I finished Herzog, and was at first confused by its similarity to Philip Roth. The main purpose of my reading Herzog was to gain insight into the minds of the people who write letters and emails to my boss. Unfortunately, while it's possible that they are brilliant, charming sufferers going through some personal meltdown caused by cruel and manipulative women, it's more likely that they're just crazy. I am less inclined to see the poignancy and poetry of the suffering of dozens of people at once who won't stop calling, faxing, and mailing than the one well-developed philosophical sufferer in Herzog. So much for that.

Autumn weather is here, and it is amazing. Life is on average 3.7 times better inside a fuzzy sweater.

Wednesday, September 12, 2007

In which I take young adult literature way too seriously

I was at Barnes and Noble on Sunday night, not browsing the young adult books, when I came across a display of YA books singled out for being particularly drug-addled, and I decided to catch up with the genre.
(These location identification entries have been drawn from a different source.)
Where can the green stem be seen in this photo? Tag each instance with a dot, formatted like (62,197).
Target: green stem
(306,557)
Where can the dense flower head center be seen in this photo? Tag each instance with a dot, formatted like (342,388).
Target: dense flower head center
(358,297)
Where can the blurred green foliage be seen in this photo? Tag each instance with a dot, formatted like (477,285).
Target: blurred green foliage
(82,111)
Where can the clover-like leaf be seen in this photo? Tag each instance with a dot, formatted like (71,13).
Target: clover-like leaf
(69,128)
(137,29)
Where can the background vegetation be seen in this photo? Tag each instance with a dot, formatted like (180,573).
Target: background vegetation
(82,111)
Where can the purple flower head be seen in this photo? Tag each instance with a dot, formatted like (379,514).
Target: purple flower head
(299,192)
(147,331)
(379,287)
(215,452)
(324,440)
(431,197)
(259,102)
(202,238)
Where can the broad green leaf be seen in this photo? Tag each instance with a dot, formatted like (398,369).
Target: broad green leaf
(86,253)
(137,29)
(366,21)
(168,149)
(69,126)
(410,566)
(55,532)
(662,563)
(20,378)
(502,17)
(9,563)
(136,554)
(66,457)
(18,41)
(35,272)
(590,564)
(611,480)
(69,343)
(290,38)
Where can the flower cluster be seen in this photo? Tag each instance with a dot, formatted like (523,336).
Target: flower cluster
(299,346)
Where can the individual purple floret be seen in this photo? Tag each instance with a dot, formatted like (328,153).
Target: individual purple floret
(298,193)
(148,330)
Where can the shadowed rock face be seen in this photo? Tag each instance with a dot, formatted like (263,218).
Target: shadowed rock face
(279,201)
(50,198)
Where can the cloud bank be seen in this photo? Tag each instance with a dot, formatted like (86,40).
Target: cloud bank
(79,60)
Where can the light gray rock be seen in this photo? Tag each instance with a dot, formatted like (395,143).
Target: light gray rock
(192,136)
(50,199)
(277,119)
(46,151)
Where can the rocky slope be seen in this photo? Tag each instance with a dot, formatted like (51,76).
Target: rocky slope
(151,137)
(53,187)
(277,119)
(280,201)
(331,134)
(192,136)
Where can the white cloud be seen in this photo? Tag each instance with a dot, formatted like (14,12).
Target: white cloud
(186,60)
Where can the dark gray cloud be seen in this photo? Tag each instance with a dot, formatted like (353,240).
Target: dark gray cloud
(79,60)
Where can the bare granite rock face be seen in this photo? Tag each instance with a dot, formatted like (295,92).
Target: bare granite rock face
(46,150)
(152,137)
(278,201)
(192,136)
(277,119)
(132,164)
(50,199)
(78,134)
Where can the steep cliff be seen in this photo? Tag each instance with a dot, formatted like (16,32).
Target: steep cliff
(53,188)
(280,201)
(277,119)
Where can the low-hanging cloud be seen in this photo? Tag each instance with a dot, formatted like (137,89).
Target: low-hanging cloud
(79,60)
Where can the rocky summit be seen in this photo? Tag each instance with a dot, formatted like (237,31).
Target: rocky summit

First, there was The Notebook Girls, of which I was immediately jealous, as I am jealous of all teenage girls who receive substantial royalties for doing nothing more than recording their daily lives. If only I had figured out how to do that in high school, I would not have college loans to pay off today. Then I realized that one of the authors is Katha Pollitt's daughter, and was no longer mystified by how this junk got published. The premise of the book was something like four fabulously well-connected girls go to Stuyvesant, run around New York, smoke a lot of pot, get drunk often, attempt to hook up a lot, and write about it in a journal, which is published in either their original handwriting, or something closely resembling the nauseating bubbly script of teenage girls. They "find themselves" via notebook, and then get into fantastic colleges.

Then there is Rx, a kind of hokey story about an honor student who gets addicted to Ritalin, starts dealing prescription meds, ends up involved in someone's OD death, then gets into a fantastic college. See the trend? Granted, not all the books end with getting into a fantastic college--Crank ends with teen pregnancy and only ambiguous addiction recovery. More realistic?

Sort of. When I was reading YA novels, which was by definition when I was younger than the characters in the books, writers were not likely to get into the specifics of academic achievement. The characters were understood to be smart or successful by repeated assertion of the author, not run-downs of their class ranks, SAT scores, and AP course loads. (Think: Judy Blume's girl genius, Rachel Robinson.) College was almost never mentioned except in passing during high school graduation scenes, at which point, it appeared to have dropped from the sky, since no mention was ever made of the characters actually preparing for or applying to college. The implication was that the details of academic achievement were peripheral to the high school experience, which was defined by the social dramas that typically made up the plot. College applications didn't warrant pages.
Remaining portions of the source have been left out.